A thought came to my mind. What does the owner think when he drives by the possession? Does he remember former times, when the edifice was beautiful and a source of joy to a family? Or does his mind race with ideas on how to renovate the surroundings, making them livable again and restoring the glory?

Or I suppose a third choice is that he turns their head away so as not to deal with the eye-sore.

I think this is the situation we face in the church.

We know that people are supposed to be changed. An encounter with Jesus historically, and certainly Biblically, always resulted in some sort of massive transformation.

But often, it seems the best we can offer to the congregant is the chance to give a testimony about how bad things were or how great things will be someday “when we all get to heaven.”

In the pursuit of showing compassion, we may have accidentally drained the actual passion out of the soul and faith of the believer.

For after all, we spend so much time talking about God’s grace and so little time reminding people that Jesus told folks it was their faith that made them whole.

Matter of fact, it doesn’t take a theologian’s understanding to comprehend that Jesus was in the business of making abundant life for people on earth, not just in heaven.

You can the teachings of Jesus balance beautifully on two axioms:

  1. He that endures to the end will be saved.
  2. Go the second mile.

After all, what got Jesus very excited was when people showed initiative, reached out and touched the hem of his garment, had faith for their servant to be healed, or lepers who tracked him down to gain cleansing.

He admired initiative. Dare say, he rewarded it.

Removing such initiative from our faith in an attempt to establish the supremacy of God is unfortunately the way we remove the glory from God, which He would receive from people praising our good works.

Jesus is to appreciate that he was a teacher who wanted to impart a lifestyle, not just a salvation plan.

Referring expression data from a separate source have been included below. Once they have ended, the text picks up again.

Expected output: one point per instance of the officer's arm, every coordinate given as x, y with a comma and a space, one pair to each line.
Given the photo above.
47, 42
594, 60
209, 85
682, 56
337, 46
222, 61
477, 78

I don’t know whether that house in Janesville will ever be restored, but for it to happen, someone will have to admit that it’s messed up, the glory days are not coming back and there’s no guarantee that the future holds promise for miraculous renovation.

It will need work.

We do need endurance. And we do require the energy and excitement to go the second mile.

So don’t rob people of the blessing of having Jesus speak to them admiringly: “Your faith has made you whole.”